Drittens und am wichtigsten: der heutige Hund hat in den letzten 20,000 bis 30,000 Jahren durch seine Domestizierung und die damit verbundene enge Partnerschaft mit dem Menschen sehr viele seiner wolfsähnlichen Merkmale verloren. Für Markus Bathen, Wolfsexperte des NABU, ist der Hund "eher ein Mensch im Hundefell als ein Wolf im Hundefell."

 

Fraglich bleibt also, welchen Beitrag die Wolfsforschung überhaupt für das Verständnis des heutigen Hundes leisten kann.

 

Deshalb ist es sinnvoll, für hundliches Verhalten Erklärungsmodelle zu finden, die sich auch direkt aus dem beobachtbaren Verhalten des Haushundes ableiten lassen.

 

                       Erziehung als "Strategisches Spiel"
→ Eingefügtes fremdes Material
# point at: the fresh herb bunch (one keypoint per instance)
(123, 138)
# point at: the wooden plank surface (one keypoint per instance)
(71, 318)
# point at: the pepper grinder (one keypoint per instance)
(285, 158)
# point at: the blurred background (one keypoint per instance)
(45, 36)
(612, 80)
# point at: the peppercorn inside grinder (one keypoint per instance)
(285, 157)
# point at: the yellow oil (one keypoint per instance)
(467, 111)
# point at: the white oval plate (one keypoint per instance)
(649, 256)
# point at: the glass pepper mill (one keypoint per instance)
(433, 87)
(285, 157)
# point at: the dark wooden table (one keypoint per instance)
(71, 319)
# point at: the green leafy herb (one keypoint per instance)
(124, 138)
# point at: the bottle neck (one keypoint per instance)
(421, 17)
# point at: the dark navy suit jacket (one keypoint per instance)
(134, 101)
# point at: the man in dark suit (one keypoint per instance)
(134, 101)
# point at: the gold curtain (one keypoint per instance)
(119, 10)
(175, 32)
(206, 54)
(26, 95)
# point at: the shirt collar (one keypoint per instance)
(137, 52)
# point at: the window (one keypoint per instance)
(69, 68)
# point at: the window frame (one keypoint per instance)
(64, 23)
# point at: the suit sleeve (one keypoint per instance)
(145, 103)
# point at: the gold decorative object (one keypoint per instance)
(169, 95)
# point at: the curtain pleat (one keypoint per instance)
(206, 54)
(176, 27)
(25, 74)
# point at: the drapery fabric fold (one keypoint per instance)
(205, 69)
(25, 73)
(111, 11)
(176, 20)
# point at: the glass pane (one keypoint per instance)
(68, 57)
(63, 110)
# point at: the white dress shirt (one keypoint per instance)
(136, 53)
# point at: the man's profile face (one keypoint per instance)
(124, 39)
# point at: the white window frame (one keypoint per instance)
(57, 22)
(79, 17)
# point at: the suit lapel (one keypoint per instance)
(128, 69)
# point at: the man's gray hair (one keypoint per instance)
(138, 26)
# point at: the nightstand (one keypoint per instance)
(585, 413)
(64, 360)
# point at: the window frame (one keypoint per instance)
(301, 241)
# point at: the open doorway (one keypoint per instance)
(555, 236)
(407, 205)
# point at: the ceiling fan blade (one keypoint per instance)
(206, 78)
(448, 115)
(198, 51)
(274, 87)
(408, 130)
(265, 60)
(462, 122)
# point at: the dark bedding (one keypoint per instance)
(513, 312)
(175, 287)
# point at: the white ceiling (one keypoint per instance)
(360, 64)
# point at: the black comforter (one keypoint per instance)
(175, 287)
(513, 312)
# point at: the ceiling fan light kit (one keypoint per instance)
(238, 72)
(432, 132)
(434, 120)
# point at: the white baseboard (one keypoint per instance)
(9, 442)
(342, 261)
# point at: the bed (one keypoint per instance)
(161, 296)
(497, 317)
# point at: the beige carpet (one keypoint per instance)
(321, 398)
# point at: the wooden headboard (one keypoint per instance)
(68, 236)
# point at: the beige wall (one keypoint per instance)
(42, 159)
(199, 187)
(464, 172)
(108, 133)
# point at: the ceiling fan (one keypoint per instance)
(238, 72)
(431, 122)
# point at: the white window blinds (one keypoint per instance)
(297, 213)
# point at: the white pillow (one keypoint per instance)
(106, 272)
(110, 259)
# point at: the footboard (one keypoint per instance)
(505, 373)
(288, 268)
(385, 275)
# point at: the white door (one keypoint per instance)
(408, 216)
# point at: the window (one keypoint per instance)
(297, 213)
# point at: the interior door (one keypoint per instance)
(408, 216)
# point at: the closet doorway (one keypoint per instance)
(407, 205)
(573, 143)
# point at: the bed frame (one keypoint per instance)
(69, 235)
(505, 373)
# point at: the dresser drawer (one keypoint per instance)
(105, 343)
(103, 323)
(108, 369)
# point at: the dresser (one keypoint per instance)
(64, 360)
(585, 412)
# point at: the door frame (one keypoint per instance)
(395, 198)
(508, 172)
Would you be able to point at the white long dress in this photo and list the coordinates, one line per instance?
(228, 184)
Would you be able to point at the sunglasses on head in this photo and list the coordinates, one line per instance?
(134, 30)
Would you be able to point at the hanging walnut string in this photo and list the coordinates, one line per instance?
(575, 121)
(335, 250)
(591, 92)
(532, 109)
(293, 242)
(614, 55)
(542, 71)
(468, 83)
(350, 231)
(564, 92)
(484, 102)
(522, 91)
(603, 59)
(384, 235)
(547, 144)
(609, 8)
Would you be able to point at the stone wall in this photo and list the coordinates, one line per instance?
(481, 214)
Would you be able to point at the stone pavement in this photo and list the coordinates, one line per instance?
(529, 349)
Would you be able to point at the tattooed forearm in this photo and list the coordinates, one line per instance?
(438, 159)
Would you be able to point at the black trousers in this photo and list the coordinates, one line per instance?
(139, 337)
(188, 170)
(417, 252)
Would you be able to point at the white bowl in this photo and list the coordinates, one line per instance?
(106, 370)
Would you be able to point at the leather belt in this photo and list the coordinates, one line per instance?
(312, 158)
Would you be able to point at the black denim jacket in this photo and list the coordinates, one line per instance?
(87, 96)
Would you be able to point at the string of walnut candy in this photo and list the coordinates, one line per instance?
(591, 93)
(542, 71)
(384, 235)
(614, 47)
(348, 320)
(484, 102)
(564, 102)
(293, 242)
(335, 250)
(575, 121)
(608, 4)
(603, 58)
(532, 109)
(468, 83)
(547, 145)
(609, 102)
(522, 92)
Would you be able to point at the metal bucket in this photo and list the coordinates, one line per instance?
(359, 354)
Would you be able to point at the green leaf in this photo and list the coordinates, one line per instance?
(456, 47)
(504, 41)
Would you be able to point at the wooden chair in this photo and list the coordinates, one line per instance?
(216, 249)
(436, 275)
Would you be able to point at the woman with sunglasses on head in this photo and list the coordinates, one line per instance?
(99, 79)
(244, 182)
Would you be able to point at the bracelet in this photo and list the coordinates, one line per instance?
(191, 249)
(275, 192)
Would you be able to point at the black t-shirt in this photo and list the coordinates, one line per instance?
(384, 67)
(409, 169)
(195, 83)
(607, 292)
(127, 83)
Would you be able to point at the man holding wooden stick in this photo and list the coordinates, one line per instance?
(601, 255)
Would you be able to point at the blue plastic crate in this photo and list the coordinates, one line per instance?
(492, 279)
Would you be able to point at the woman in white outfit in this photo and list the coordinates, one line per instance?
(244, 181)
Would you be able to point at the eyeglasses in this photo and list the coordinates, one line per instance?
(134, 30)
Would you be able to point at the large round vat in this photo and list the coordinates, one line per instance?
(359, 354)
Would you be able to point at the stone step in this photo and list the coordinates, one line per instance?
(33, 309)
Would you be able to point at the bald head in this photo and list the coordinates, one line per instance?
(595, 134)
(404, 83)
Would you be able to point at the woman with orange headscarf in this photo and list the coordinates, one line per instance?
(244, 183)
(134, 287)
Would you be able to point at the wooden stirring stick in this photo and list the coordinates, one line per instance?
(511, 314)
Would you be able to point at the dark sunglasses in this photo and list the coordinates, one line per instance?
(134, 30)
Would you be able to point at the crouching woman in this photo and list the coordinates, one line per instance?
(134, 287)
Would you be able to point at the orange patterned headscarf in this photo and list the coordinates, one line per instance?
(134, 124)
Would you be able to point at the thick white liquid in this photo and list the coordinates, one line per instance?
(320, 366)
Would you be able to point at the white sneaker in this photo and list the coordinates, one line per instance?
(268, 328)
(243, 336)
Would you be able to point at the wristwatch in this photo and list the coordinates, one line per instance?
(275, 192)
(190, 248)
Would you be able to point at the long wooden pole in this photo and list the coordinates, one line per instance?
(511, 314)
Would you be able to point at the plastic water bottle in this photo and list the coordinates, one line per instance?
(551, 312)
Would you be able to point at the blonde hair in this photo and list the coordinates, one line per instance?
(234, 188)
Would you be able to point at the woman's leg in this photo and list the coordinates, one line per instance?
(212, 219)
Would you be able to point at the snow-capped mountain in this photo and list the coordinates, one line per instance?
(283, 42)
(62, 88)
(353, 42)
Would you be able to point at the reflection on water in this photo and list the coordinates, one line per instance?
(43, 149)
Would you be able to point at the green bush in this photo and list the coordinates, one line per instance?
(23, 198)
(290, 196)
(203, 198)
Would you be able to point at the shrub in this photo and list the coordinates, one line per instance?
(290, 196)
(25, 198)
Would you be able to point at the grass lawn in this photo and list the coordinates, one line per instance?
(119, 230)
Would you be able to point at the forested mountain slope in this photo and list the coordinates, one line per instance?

Ein interessanter Erklärungsversuch für Hundeverhalten in Konfliktfällen ist das Modell des" Potentials der  Ressourcenerlangung" (John Bradshaw).

 

Danach treffen Hunde im Falle eines Konfliktes ihre Entscheidung anhand von drei (bzw. vier) Einschätzungen:

 

1. Wie sehr möchte ich die Ressource (Nahrung, Spielzeug, Zuwendung etc.) 

2. Wie sehr will mein Kontrahent diese Ressource ?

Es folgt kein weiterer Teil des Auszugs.